Enlarge the image Figure 1: Fourier transformed signals of the three light intensities and FHR from the ultrasound monitor. (A peak at 2.4 Hz NIR signal for all three wavelengths is the same as that of FHR indicating that the 2.4 Hz frequency carries the FHR signal.)

The implications of this research are very significant in many ways. First, although the intrapartum (internal) use of continuous fetal oxygen saturation may address the high false positive results of using fetal heart rate monitoring during labor, this method requires a transcervical application. Also, the problem of high false positive results still remains during the antepartum period when FHR monitoring or fetal biophysical profiles are used to evaluate fetal status. Therefore, our non-invasive technique to evaluate fetal oxygenation status in an objective and accurate manner will be beneficial in both antepartum as well as intrapartum periods. Reliable transabdominal monitoring of fetal oxygen saturation is expected not only to improve, but also to revolutionize, our ability to accurately predict fetal hypoxia/acidemia in utero, especially during the antepartum evaluation of high risk fetuses prior to labor.

One of the main differences between our fetal pulse oximeter and the adult pulse oximeters is that our technology allows us to penetrate deep tissues, whereas the adult devices measure surface tissue and therefore can only penetrate to a depth of less than 1 cm.

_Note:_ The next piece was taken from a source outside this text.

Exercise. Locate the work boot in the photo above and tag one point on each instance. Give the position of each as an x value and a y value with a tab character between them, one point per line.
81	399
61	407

By using this technology, we developed an experimental, non-invasive, no-risk device for monitoring fetal arterial saturation from the maternal abdomen, and we demonstrated that this machine can successfully measure fetal signals. We have shown that the transabdominally obtained fetal arterial oxygen saturation ranges between 50% and 74% (mean 61%). These values are within the fetal arterial saturation values that have been obtained transvaginally. Ours is the first report of measurement of fetal oxygen saturation values in non-laboring patients. We have demonstrated that transabdominal fetal pulse oximetry is, indeed, feasible for human patient application. Future studies should explore the clinical usefulness of transabdominal fetal pulse oximetry.